Die Geschichte der IFA beginnt im Dezember 1924 in Berlin unter dem damaligen Titel "Große deutsche Funkausstellung". Detektorgeräte und die ersten Röhrenrundfunkempfänger von mehr als 240 Ausstellern ziehen rund 180.000 Besucher an. Bis zum Ausbruch des Zweiten Weltkriegs wurde die Messe jährlich ausgerichtet. Schwerpunkte waren Hörfunk und ab 1928 auch Fernsehvorführungen.

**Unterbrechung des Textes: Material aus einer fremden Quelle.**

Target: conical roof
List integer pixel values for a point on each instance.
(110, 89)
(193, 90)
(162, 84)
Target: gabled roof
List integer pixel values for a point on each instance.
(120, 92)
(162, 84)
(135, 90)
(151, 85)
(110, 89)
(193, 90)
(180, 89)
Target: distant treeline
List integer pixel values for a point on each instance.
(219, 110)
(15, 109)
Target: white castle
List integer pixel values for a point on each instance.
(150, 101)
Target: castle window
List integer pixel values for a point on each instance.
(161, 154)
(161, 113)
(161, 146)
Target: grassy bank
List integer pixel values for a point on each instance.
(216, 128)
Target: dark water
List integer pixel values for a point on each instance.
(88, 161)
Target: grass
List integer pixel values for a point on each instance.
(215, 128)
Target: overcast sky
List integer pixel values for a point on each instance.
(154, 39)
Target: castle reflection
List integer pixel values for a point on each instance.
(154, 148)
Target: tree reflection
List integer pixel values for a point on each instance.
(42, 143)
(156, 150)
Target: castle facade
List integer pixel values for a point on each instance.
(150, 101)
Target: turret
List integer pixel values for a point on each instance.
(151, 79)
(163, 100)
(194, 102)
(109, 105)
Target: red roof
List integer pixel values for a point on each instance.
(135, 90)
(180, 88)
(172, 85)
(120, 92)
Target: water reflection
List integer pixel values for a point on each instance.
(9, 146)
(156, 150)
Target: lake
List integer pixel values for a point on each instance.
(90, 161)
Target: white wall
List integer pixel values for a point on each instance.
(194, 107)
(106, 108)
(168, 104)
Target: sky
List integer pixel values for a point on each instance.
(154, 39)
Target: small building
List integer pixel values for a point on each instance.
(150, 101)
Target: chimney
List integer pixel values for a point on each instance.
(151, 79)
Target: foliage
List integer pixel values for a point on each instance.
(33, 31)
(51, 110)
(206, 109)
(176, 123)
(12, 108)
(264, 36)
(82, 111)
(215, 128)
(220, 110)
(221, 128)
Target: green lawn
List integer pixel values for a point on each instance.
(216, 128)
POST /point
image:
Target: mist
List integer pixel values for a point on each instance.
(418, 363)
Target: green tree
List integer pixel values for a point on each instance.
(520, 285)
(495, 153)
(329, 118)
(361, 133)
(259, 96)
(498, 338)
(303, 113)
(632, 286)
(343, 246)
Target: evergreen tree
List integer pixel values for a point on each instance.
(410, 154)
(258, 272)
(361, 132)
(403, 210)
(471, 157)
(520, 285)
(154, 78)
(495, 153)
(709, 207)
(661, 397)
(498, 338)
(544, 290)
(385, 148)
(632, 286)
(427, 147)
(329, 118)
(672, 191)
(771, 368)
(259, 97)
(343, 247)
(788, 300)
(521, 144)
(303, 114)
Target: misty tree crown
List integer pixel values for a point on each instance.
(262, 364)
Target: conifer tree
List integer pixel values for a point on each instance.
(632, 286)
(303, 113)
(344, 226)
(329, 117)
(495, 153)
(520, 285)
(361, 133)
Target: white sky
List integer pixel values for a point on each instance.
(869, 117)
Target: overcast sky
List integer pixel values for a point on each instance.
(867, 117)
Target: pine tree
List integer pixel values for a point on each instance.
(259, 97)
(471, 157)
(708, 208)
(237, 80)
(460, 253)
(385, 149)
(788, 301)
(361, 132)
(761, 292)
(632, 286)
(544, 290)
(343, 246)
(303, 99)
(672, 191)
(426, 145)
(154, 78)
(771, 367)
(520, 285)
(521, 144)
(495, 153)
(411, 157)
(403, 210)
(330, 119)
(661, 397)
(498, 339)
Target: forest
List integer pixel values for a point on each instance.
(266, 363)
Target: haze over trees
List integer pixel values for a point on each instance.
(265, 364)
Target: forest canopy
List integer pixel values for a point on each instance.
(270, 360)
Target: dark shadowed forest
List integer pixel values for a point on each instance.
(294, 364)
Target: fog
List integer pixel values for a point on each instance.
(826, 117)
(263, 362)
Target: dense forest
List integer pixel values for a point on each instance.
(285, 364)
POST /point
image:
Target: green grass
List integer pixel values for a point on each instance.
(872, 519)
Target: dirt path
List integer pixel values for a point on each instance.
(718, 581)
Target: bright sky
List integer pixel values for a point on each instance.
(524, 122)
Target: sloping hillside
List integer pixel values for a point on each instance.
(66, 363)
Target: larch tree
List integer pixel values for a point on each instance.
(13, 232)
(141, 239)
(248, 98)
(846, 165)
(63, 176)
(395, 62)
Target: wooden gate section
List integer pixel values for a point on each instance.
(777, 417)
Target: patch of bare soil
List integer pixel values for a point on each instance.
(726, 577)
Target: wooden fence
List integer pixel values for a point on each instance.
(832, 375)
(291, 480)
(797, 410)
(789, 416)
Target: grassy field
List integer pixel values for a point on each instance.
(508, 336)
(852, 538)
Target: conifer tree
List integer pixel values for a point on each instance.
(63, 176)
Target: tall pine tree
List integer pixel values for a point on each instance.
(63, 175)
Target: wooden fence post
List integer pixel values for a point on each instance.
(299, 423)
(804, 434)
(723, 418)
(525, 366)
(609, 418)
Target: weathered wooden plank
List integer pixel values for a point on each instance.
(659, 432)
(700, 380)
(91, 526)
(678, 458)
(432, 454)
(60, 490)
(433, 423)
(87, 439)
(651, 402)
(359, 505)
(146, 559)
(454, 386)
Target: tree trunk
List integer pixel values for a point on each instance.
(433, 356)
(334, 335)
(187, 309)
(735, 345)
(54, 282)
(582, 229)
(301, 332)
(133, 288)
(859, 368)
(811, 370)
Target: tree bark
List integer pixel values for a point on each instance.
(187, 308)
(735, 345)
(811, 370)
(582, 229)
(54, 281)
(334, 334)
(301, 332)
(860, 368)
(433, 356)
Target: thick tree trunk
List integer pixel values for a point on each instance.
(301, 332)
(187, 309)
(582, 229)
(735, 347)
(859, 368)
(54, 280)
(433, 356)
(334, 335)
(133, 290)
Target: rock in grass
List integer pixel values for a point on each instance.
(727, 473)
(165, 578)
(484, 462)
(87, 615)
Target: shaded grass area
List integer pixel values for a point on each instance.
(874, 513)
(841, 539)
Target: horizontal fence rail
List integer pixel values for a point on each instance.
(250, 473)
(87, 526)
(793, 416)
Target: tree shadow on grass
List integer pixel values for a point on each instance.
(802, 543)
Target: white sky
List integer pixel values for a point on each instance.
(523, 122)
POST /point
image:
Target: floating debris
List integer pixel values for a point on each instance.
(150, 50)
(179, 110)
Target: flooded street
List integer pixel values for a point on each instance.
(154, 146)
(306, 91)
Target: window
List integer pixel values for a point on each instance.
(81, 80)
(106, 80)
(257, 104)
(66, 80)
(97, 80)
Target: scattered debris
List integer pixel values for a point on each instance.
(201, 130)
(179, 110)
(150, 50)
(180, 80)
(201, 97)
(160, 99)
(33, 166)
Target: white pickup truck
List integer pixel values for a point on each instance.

Nach dem Krieg wanderte die Funkausstellung in mehrere Städte: Düsseldorf (1950, 1953, 1955), Frankfurt (Main) (1957, 1959), Berlin (1961, 1963), Stuttgart (1965). 1967 kehrte die Funkausstellung dauerhaft auf das Berliner Messegelände unterm Funkturm zurück. Der verstorbene SPD-Politiker Willy Brandt (SPD) hatte auf der IFA im August 1967 per Knopfdruck das Farbfernseh-Zeitalter eröffnet.

Die IFA 1995 war nach Angaben der Veranstalter, der Messe Berlin sowie der Gesellschaft für Unterhaltungs- und Kommunikationslektronik, die erste Multimedia-Messe. Auch die folgenden Funkausstellungen unterstrichen den Anspruch, dass sich die Leitmesse der Unterhaltungselektronik auch zu einer Leistungsschau für Telekommunikation und Informationstechnologie weiterentwickelt hatte. Seit der IFA 2005 bestimmen vor allem große Flachbildschirme und das hochauflösende Fernsehen HDTV das Messegeschehen.